IN NOVEMBER 2021, Victoria Conklin, a 23-year-old shift supervisor at a Starbucks near Buffalo, was talking to Rossann Williams, then the company's president of North American retail. Workers at three nearby stores had recently petitioned to become the chain's only unionized locations in the United States, but Conklin's hadn't. Williams wanted to keep it that way.
As the company wrapped up its anti-union campaign, Williams told Conklin that a "special guest" was coming in for a big event. "It's Howard Schultz," Conklin responded. "Don't act like it's Taylor Swift or something."
Almost four decades before, Schultz had joined Starbucks as an operations and marketing executive. In 1987, he bought the company for $3.8 million, serving as CEO as it grew into the world's largest coffee business. Starbucks is now worth more than $110 billion, with more employees than Iceland has people. Schultz stepped down, for the third and final time, in March. With a net worth of nearly $4 billion (including a superyacht worth at least $100 million), he's not the richest tycoon of his generation, but he is emblematic of its self-satisfied paternalism.

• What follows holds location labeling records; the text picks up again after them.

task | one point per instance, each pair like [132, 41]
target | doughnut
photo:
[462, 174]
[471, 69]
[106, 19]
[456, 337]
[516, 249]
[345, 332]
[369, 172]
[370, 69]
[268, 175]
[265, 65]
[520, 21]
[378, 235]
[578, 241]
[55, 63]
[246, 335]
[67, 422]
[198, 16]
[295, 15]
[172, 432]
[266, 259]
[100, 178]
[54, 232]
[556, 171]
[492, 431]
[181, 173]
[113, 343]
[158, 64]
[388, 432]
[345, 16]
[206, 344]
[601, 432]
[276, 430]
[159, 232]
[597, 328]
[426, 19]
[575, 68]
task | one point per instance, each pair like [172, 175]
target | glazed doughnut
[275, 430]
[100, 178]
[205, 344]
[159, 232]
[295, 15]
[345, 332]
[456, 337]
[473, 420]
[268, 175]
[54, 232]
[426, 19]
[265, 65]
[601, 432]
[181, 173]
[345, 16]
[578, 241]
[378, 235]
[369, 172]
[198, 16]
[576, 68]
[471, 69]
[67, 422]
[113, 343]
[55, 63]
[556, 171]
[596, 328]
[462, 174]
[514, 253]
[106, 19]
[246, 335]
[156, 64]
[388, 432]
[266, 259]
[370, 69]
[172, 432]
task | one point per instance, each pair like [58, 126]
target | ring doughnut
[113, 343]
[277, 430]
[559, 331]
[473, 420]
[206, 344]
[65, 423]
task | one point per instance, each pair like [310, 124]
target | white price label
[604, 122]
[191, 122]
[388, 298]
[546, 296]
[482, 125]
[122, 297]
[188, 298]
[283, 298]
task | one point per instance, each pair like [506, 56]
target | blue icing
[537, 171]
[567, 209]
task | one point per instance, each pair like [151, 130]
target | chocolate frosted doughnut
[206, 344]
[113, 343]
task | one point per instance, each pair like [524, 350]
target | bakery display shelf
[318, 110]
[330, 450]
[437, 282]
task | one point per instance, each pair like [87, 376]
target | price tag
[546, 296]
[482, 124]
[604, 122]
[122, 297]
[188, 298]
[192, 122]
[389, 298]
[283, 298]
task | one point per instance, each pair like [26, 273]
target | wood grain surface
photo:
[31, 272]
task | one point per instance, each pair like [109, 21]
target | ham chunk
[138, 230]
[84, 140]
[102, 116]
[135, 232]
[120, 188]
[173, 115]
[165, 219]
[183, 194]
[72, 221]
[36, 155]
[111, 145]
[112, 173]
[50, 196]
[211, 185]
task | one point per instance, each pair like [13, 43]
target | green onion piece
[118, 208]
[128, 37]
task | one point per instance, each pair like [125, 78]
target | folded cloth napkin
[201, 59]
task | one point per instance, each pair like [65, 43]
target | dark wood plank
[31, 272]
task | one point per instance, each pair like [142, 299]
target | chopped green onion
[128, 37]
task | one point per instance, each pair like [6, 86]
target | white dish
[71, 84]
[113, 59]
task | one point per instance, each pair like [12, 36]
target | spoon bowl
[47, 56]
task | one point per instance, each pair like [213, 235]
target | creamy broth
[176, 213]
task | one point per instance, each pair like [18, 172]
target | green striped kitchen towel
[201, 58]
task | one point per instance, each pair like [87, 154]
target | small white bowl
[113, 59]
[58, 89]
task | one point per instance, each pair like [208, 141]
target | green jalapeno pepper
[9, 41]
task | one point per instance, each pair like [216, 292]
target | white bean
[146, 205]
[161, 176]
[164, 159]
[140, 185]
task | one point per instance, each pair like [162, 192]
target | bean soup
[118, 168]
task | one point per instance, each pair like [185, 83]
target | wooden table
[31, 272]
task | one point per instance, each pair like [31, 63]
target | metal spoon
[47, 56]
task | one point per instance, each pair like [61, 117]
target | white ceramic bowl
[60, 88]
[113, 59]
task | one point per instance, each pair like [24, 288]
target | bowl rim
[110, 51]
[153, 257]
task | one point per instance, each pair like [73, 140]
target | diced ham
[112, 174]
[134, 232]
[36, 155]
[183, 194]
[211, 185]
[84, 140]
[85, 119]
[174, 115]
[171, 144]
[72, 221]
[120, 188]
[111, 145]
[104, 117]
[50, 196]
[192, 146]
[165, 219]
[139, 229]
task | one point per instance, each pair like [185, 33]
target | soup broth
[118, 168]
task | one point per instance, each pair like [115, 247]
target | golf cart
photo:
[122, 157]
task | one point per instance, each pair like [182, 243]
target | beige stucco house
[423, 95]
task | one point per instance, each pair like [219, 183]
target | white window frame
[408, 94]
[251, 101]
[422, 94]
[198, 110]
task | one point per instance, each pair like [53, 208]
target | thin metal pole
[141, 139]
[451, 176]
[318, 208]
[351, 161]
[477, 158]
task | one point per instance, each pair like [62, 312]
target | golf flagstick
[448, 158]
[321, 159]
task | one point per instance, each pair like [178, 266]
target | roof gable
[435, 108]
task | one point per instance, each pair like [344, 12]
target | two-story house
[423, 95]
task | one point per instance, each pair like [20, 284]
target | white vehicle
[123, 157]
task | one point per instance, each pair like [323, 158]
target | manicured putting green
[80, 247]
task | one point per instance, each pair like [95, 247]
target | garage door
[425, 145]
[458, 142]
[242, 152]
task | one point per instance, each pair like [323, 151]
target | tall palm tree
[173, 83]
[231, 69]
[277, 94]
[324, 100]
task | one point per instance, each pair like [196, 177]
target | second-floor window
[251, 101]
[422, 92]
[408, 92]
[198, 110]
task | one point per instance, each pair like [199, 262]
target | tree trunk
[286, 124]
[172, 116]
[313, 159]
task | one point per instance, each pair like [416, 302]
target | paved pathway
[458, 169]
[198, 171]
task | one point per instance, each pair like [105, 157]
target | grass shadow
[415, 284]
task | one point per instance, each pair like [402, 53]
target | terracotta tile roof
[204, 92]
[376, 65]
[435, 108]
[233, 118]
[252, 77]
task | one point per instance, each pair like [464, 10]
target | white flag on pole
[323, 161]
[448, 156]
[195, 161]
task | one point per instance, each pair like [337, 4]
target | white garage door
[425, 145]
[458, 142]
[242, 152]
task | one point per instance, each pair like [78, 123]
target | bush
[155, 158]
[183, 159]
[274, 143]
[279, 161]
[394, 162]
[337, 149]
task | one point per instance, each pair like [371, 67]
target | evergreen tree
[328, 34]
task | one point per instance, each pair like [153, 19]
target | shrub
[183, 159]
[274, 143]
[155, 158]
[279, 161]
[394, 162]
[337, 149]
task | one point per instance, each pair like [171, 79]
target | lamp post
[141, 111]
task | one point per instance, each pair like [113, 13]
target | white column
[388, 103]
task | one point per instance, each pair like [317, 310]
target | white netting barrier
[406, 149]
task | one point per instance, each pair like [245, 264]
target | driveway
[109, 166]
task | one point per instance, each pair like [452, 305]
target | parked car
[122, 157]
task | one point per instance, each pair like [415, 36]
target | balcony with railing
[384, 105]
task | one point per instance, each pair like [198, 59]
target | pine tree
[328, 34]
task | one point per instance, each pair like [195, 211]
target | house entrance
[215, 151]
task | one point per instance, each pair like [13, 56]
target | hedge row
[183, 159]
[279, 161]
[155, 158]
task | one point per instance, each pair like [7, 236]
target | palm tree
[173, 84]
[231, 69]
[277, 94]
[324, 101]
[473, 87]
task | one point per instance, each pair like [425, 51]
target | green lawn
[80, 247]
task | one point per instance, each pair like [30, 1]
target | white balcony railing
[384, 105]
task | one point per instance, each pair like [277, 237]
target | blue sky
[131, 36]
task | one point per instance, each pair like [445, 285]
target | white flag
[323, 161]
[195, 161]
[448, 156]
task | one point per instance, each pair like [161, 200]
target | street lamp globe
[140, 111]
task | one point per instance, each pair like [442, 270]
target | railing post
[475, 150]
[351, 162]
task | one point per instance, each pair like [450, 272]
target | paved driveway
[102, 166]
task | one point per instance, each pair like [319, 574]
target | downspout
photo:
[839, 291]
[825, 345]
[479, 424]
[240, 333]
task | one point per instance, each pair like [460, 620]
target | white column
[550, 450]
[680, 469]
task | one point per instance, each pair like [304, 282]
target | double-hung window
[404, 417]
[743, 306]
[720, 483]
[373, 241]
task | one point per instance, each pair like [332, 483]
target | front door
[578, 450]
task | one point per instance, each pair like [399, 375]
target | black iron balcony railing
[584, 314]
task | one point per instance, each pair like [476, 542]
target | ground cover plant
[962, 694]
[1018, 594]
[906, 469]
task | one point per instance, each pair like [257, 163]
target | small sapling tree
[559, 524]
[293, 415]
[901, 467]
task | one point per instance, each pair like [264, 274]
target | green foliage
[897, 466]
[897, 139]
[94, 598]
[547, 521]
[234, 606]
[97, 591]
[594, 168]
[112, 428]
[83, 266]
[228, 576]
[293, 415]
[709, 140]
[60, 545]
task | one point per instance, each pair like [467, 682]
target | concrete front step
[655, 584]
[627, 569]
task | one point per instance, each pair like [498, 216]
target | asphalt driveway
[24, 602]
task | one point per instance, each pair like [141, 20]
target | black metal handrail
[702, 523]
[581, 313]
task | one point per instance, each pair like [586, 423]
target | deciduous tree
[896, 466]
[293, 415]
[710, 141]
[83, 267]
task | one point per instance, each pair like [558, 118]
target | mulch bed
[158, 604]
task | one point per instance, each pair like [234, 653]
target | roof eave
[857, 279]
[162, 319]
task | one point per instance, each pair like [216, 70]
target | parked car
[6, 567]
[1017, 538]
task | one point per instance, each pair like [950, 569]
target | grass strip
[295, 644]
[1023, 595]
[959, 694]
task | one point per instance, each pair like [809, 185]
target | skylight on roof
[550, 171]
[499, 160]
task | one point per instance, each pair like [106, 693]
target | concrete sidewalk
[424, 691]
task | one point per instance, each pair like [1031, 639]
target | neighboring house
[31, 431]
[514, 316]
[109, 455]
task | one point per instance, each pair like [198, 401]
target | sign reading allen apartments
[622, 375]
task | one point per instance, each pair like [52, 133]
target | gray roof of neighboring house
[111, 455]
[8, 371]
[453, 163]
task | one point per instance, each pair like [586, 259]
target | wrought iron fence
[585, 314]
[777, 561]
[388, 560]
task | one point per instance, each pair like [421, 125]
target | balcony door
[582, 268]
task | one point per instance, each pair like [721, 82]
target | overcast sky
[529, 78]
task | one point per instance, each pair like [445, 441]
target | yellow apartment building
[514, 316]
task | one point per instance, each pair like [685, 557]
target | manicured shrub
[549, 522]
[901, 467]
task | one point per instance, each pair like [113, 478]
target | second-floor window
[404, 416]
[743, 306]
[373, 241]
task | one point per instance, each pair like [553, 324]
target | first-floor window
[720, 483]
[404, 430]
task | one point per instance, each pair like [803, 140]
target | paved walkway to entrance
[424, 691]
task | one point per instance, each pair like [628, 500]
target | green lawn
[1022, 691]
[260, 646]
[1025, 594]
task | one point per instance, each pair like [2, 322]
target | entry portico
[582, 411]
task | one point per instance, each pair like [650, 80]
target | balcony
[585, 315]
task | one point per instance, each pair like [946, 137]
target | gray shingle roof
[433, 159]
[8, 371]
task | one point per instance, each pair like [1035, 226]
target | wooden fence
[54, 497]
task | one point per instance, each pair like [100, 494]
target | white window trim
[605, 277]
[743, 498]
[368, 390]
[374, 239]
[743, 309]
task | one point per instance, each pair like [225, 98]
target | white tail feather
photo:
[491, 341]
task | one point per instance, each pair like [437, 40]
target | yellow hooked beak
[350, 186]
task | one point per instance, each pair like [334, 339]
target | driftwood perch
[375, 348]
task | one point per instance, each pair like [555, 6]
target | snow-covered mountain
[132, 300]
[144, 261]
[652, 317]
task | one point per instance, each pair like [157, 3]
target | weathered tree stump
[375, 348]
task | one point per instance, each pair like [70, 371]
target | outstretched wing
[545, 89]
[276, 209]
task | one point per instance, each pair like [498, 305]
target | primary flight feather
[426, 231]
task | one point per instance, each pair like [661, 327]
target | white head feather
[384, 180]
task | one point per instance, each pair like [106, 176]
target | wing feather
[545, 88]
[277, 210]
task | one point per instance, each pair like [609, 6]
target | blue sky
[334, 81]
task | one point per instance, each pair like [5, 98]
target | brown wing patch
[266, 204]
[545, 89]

In running Starbucks, Schultz claims he set out to protect people like his blue-collar dad, who was "not respected and dignified and did not have any value.' The threat posed by a union, then, was as much psychic as economic: By organizing, his employees were rejecting the protector who Schultz's father never had and who Schultz thought he'd become by providing benefits like health care for part-time workers. Organizers' efforts undermined the good billionaire's faith in the frictionless existence he thought he'd built, buoyed by global adoration, immense wealth, and the gratitude of the workers who created it.